Exercise intolerance is one of the most challenging and expensive problems facing the healthcare systems of many countries around the world. The CPET solution provided by MET-TEST takes a multi-organ, systematic approach to tackling this difficult problem.  MET-TEST effectively reproduces the data collection and interpretation processes developed by Dr. Karlman Wasserman and colleagues at Harbor-UCLA1, one of the most respected exercise physiology laboratories in the world. The primary purpose of exercise stress testing should not be to simply look for inducible myocardial ischemia.  MET-TEST extracts a much higher diagnostic yield per test and aims to determine the reason the patient stops exercising at peak workload during a stress test.

The etiology of exercise impairment may be ischemic or non-ischemic in origin.  The reason for stopping exercise is the source of exercise intolerance and hence symptoms.  This information can then be used to pinpoint more precise therapies.  If the therapy is effective, then the patients exercise capacity must increase and can be objectively verified with serial testing.

If there are multiple reasons for exercise intolerance as is common in clinical practice, a step-wise approach can be used to identify the predominating cause of exercise intolerance and prioritize the appropriate therapies in proper sequence to ensure that the desired goal of alleviating symptoms and restoring exercise capacity is attained.  Deterioration in functional capacity is strongly linked to increased morbidity and mortality.  Long term healthcare costs relating to heart and lung disease can best be contained by identifying and treating disease processes at an earlier stage.

After 8 years of extensive testing in community based clinics, MET-TEST has developed a systematic approach in the evaluation and treatment of patients with exercise intolerance.  This approach is field tested and proven to be clinically effective in the real world where the rubber meets the road.  It heralds an era of customized therapy based upon individual physiological responses of patients during exercise.

1. Wasserman K, Hansen JE, Sue DY, Stringer WW, Whipp BJ. Principles of Exercise Testing and Interpretation, 4th edition, Lippincott Williams and Wilkins, Philadelphia, 2005.

2. Arena R, Myers J et al.

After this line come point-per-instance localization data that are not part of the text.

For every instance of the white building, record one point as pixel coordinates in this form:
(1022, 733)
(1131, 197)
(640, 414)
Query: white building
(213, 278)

Assessement of functional capacity in clinical and research settings. A scientific statement from the AHA committee on exercise, rehabilitation and prevention of the Council on Clinical Cardiology and the Council on Cardiovascular Nursing. Circulation. 2007; 116.

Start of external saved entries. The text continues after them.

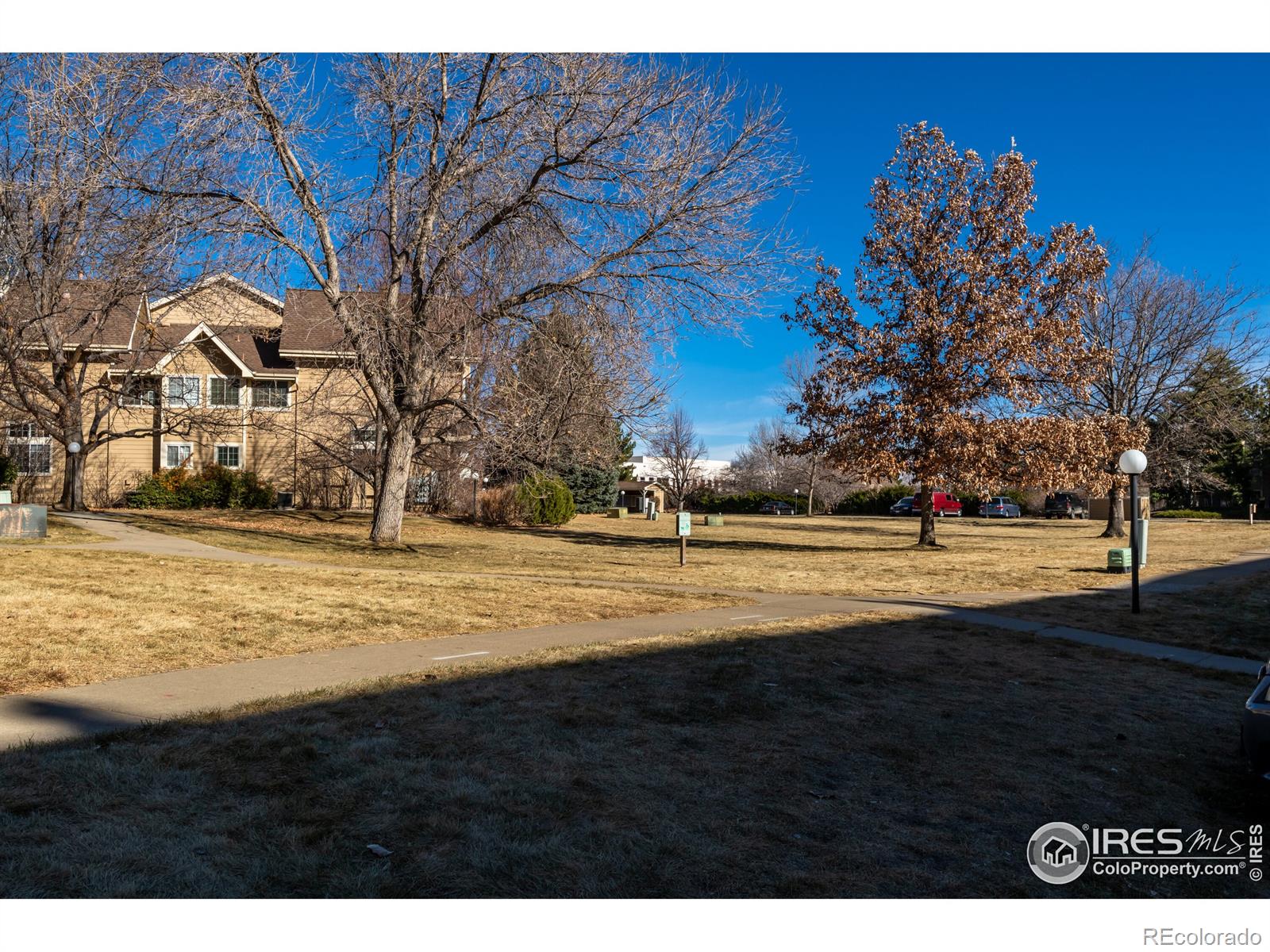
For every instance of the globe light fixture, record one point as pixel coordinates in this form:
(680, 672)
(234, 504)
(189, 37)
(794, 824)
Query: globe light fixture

3. Myers J. Applications of Cardiopulmonary exercise testing in the management of cardiovascular and pulmonary disease. Int J Sports Med 2005; 26; S49-55.

4. AHA Science Advisory. Assessment of functional capacity in clinical and research settings.Circulation 2000; 102:1591-1597.

5. Singh VN: The role of gas analysis with exercise testing. Prim Care. 2001 Mar; 28(1):159-79, vii-viii.